While such pictures do not appear every day, portraits of women who had liaisons with the Restoration monarch are not as rare as you might think (he did father at least 14 illegitimate children by seven mistresses, after all).
Portraits depicting Moll Davis, Nell Gwyn and Barbara Palmer, Duchess of Cleveland, have all been sold in recent decades.
More recently a Peter Lely (1618-80) painting of Charles’ favourite mistress in the early and mid-1670s, Louise Renée de Penancoët de Kérouaille, Duchess of Portsmouth (1649-1734), took £48,000 at Christie’s in July 2020. It was sold as part of the auction of works owned by the late Dowager Countess Bathurst.
The Bellmans portrait, which was offered at the Wisborough Green saleroom on October 12, depicted the same sitter but a bit later in life and more flamboyantly dressed.
The 3ft 6in x 3ft 2in (1.07m x 97cm) oil on canvas showed the duchess, who was sometimes disparagingly referred to as ‘the French Spy’, with a cupid and doves and was catalogued as ‘attributed to’ French artist Henri Gascars (1635-1701).
It had been in a private collection in Gloucestershire from the early 19th century before it was sold by Lane Fine Art to the vendor’s father.
Louise, who was born into a noble family at the Château de Kéroualle, near Brest, met Charles II when accompanying his sister Henrietta Anne Stuart, Duchess of Orléans, to Dover in 1670. He later appointed her a lady-in-waiting to his own queen, Catherine of Braganza, with whom she remained on amicable terms throughout her spell as the king’s mistress.
In 1673, she was granted the titles Baroness Petersfield, Countess of Fareham and Duchess of Portsmouth, but Charles affectionately called her ‘Fubbs’. In 1682 renamed the royal yacht HMY Fubbs in her honour.
Gascars had arrived in England c.1674, probably at the request of Louise herself whom he painted a number of times between 1672-75. He received numerous commissions from the English court but had returned to France by 1680, probably due to the rising anti-Catholic sentiment in England.
An oval portrait of Louise by Gascars had made £38,500 at Sotheby’s back in June 2008 which meant that the £8000- 12,000 estimate here looked somewhat modest, although this may have reflected the fact that this was an ‘attributed to’ picture rather than a fully ascribed work.
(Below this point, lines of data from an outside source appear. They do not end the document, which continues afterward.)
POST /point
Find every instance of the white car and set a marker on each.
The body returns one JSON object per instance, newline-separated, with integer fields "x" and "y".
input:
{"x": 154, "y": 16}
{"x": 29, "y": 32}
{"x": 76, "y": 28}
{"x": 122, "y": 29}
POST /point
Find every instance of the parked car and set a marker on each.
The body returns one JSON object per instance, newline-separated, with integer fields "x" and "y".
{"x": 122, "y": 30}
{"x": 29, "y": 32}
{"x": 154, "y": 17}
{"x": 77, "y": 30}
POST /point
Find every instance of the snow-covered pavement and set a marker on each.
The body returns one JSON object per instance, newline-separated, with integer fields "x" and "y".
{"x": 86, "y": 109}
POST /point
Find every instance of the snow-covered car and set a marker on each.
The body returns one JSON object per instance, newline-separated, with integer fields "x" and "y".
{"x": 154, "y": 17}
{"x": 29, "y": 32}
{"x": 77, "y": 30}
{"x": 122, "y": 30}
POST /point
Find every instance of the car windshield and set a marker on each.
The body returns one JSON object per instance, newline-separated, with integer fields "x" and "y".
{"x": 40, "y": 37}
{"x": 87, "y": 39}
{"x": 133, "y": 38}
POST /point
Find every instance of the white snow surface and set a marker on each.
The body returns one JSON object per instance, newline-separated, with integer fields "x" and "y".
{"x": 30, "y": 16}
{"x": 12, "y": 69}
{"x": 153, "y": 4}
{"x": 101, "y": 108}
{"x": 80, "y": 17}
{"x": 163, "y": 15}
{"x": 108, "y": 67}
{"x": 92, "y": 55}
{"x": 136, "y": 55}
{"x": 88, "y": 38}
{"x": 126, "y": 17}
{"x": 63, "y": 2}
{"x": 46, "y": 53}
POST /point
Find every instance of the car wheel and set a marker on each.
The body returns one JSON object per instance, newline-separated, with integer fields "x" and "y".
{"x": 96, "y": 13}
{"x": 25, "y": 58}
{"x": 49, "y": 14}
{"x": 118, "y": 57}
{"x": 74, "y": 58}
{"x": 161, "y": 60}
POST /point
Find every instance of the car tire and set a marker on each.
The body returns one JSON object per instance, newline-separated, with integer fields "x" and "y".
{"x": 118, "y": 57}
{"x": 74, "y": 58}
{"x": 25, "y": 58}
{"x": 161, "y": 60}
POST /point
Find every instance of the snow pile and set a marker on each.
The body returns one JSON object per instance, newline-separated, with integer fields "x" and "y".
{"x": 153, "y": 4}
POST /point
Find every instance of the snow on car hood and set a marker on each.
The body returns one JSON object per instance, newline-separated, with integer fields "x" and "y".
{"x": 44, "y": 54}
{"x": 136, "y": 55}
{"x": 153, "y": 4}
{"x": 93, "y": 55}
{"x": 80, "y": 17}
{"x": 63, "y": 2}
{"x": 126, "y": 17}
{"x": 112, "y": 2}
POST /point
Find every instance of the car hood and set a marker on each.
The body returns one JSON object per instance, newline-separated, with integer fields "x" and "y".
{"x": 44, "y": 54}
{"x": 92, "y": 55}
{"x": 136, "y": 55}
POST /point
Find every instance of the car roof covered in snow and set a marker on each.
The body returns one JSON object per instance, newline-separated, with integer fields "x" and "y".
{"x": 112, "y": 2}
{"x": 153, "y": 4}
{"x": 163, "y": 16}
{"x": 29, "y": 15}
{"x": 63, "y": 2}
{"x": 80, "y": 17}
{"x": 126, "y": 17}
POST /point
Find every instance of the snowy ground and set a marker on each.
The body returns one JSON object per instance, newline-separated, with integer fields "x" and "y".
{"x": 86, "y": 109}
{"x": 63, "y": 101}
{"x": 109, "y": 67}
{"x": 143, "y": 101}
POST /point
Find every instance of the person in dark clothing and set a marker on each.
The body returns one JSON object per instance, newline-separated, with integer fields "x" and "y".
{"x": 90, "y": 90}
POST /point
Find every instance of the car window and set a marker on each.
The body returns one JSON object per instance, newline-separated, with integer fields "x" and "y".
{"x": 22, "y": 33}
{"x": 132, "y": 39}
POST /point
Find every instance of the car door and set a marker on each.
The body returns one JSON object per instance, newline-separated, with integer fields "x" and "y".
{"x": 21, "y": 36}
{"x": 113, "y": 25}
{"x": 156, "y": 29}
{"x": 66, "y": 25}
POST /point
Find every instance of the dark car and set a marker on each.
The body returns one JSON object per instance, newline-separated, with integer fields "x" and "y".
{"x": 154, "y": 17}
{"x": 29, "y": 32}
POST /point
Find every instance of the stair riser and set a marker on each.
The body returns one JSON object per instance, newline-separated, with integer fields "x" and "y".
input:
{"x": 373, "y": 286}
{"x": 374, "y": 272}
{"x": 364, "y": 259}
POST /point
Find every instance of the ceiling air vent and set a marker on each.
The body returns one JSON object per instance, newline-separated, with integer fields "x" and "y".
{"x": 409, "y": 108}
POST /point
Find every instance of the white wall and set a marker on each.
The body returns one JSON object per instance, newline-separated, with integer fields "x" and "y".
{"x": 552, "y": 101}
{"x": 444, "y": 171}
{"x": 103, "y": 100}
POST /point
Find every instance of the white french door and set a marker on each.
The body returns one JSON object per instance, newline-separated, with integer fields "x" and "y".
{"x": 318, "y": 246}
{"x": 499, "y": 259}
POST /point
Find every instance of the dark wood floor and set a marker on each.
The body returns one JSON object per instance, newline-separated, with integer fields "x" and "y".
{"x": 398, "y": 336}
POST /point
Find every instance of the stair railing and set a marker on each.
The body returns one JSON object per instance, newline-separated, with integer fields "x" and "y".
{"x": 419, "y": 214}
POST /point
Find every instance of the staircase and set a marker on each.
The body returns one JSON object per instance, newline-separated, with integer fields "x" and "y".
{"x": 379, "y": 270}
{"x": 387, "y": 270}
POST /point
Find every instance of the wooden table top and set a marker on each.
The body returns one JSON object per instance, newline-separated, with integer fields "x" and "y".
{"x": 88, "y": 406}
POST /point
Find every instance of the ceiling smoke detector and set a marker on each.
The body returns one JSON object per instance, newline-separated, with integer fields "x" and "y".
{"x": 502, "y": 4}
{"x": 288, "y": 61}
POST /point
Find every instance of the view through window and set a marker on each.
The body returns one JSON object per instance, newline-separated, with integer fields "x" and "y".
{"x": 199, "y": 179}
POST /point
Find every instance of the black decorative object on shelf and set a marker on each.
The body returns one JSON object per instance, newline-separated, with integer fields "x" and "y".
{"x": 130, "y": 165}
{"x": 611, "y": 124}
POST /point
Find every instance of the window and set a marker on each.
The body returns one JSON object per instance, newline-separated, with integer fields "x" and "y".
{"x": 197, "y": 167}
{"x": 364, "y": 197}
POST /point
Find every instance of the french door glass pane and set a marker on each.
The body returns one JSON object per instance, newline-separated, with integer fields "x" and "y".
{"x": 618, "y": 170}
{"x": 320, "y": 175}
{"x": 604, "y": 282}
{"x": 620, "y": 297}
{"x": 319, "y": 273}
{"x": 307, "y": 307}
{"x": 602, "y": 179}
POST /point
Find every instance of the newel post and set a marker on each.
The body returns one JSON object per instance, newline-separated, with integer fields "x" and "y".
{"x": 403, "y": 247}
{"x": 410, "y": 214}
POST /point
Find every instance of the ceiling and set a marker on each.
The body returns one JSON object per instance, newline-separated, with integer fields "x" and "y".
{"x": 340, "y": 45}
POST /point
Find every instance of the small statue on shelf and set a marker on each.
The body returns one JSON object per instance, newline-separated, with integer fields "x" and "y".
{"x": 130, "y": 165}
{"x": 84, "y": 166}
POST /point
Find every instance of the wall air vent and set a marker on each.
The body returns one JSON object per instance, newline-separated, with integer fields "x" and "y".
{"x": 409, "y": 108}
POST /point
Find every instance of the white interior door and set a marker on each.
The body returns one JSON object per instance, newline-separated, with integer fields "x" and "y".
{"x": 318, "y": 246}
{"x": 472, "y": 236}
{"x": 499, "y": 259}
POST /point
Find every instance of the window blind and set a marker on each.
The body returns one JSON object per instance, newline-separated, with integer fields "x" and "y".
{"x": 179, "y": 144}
Condition-wise the relined canvas had some retouching as well as varnish to the surface.
It was knocked down at £13,000 to a bidder in the room who saw off interest on the phone. As the bidding was rising, the auctioneer having almost missed a bid commented: “A room bidder there, sorry, still getting used to them again.”
Bellmans described the buyer as a private collector who was an art historian interested in historical paintings and portraits – “this certainly ticked both boxes”, said a spokesman.
The price, although above estimate, nevertheless still looked a bit underwhelming considering the combination of artist and sitter which may have implied some differing opinions among potential bidders.
A bit further down the price scale, another portrait drawing interest was a Walter William Ouless (1848-1933) painting of a leading judge.
The 4ft 2in x 3ft 4in (1.27 x 1.02m) oil on canvas was signed and dated 1876. It depicted Sir Richard Paul Amphlett, one of the judges of the High Court of Appeal and Baron of Exchequer.
While, on the face of it, the subject was hardly commercial and the condition slightly compromised by extensive craquelure and stretcher marks, the painting caught the eye of a number of bidders to whom its painterly quality and strong characterisation appealed.
Being sold to benefit a charitable trust, it was estimated at just £200-400 but was taken up to a final £3800, seemingly the highest price for an Ouless portrait at auction for over five years.